For now, none of those has happened. The practical takeaway for a Maryland reader is to treat the legal status as genuinely unresolved, to read any single brand against both an independent product analysis and the state’s own enforcement record, and to keep an eye on Annapolis, because the next session is the most likely place the answer finally gets written down.
Frequently Asked Questions
Are sweepstakes casinos legal in Maryland right now?
There is no Maryland statute that names sweepstakes casinos as legal or illegal, so the honest answer is that their status is unsettled. The state gaming regulator has treated many of them as operating against existing gambling law and has sent cease-and-desist letters, but that is an enforcement position rather than a court ruling or a specific ban.
Why did Maryland fail to ban sweepstakes casinos in 2026?

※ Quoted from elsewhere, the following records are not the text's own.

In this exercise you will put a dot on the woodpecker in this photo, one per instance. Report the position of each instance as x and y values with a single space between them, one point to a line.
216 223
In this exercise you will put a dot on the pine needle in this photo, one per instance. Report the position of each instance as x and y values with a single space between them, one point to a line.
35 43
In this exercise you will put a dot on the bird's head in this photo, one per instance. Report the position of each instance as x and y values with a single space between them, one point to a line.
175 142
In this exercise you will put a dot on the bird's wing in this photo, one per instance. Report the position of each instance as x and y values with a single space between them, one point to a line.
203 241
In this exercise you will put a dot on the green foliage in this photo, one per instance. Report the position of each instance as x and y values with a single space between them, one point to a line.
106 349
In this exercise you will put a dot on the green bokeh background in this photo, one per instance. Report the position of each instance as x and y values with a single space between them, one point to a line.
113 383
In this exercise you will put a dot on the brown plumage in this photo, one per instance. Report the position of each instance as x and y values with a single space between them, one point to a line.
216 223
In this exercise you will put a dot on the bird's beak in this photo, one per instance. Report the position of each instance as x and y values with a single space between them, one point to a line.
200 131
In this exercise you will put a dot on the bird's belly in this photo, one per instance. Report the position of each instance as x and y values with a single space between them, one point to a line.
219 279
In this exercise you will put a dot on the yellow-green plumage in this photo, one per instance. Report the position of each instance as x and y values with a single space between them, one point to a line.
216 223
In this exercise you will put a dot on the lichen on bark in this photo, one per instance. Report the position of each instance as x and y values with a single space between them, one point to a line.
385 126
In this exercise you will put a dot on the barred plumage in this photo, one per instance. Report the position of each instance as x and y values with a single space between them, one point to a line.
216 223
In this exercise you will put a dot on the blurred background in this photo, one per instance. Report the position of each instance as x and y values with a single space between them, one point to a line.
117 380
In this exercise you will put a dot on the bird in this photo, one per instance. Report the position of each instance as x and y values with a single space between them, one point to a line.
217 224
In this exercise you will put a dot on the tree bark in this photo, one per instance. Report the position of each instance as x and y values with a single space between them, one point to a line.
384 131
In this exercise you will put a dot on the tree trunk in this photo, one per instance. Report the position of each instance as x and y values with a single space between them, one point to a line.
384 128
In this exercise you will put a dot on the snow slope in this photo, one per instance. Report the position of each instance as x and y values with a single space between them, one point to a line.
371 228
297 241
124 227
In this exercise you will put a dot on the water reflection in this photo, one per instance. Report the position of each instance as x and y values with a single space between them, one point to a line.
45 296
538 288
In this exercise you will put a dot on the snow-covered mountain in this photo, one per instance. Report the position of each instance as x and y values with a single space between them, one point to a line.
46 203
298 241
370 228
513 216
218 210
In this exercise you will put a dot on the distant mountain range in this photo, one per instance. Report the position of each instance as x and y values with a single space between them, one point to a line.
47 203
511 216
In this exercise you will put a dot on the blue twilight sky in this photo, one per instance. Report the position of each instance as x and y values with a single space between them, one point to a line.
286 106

House Bill 295 and a companion measure passed the House of Delegates, with HB 295 clearing on a 105 to 24 vote, but neither moved through the Senate committee before the session ended in April. Without Senate action, the bills died and the prohibition never became law.
Is online casino gaming legal in Maryland?
No. Maryland legalized retail casinos and mobile sports betting through voter referendums, but it has not legalized online casino gaming. Bills to do so stalled in 2024, 2025, and 2026, partly because any new commercial gambling expansion would also require a statewide referendum.
Can a Maryland resident get in trouble for playing on a sweepstakes app?
In practical terms, the legal exposure sits with operators rather than players, and most users will never face consequences. The state has aimed its enforcement and proposed penalties at the companies running the platforms, not at individuals using them.
Where can I read the actual Maryland legislation about this?
The Maryland General Assembly publishes bill text, sponsors, votes, and status on its official legislative website. The 2026 interactive-games prohibition bill, House Bill 295, is documented there in full, which is the most reliable place to see exactly what lawmakers proposed.